Thoreau and the basswood tree

imageIn Edward Hoagland’s new collection Sex and the River Styx—in large part a lament for disappearing wilderness—he writes, “A throttled elegy wells in me when I notice a box turtle attempting to cross the road, or a venerable basswood tree (Thoreau’s favorite species) slated for the chainsaw.”

I can only agree with the sentiment, but I was puzzled by the idea that the basswood was Thoreau’s favorite tree. I might have thought it was the shrub oak, about which he wrote “I should not be ashamed to have a shrub oak for my coat-of-arms.” Or the pine, for which he courted controversy by suggesting it might have a kind of immortality. Or the wild apple, to which he devoted an entire essay, and for which he felt an obvious affinity as living on the border between wild and civilized life. Or the maple or scarlet oak, whose blaze of autumn color inspired pages of rhapsody in the Journal.

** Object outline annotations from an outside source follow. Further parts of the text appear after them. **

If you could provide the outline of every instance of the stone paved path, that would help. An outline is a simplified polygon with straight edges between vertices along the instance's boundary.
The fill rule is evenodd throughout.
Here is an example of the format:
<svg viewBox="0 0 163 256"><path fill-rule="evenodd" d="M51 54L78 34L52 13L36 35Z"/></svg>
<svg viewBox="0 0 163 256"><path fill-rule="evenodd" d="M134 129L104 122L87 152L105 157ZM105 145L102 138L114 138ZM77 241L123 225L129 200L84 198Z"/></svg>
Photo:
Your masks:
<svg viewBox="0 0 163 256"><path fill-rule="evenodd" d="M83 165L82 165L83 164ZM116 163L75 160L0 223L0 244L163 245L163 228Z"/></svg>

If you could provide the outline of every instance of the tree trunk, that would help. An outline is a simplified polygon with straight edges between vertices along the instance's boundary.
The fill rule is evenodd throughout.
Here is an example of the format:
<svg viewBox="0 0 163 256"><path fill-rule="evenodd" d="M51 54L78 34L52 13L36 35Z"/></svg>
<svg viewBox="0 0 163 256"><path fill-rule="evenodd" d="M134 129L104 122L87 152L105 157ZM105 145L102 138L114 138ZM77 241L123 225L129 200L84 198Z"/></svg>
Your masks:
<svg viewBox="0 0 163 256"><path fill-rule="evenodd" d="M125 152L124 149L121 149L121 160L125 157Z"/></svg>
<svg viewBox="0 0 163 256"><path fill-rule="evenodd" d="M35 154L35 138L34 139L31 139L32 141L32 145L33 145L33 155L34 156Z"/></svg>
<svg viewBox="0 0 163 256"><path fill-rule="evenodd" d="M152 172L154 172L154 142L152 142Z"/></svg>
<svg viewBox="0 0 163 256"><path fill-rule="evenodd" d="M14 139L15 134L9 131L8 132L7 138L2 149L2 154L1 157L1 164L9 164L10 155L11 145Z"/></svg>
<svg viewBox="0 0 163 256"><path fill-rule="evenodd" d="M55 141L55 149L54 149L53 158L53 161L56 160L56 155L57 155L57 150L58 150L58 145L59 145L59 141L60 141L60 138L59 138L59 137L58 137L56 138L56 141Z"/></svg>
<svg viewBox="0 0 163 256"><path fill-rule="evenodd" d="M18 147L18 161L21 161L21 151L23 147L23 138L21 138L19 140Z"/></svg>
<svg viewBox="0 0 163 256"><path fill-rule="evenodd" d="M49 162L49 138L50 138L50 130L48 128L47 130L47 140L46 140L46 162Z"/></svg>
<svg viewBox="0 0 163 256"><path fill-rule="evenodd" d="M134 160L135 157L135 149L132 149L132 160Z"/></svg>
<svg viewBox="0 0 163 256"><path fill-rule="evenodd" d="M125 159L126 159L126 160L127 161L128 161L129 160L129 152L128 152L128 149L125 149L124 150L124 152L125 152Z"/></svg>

That he did have a special affection for the basswood, though, is attested by Ralph Waldo Emerson in his funeral address for his friend.

His senses were acute, and he remarked that by night every dwelling-house gives out bad air, like a slaughter-house. He liked the pure fragrance of melilot. He honored certain plants with special regard, and, over all, the pondlily, — then the gentian, and the Mikania scandens, and “life-everlasting,” and a bass-tree which he visited every year when it bloomed, in the middle of July. He thought the scent a more oracular inquisition than the sight, — more oracular and trustworthy. The scent, of course, reveals what is concealed from the other senses. By it he detected earthiness.

Melilot, by the way, is sweet clover, and MIkania scandens is also known as climbing hempweed, climbing hempvine, or climbing boneset.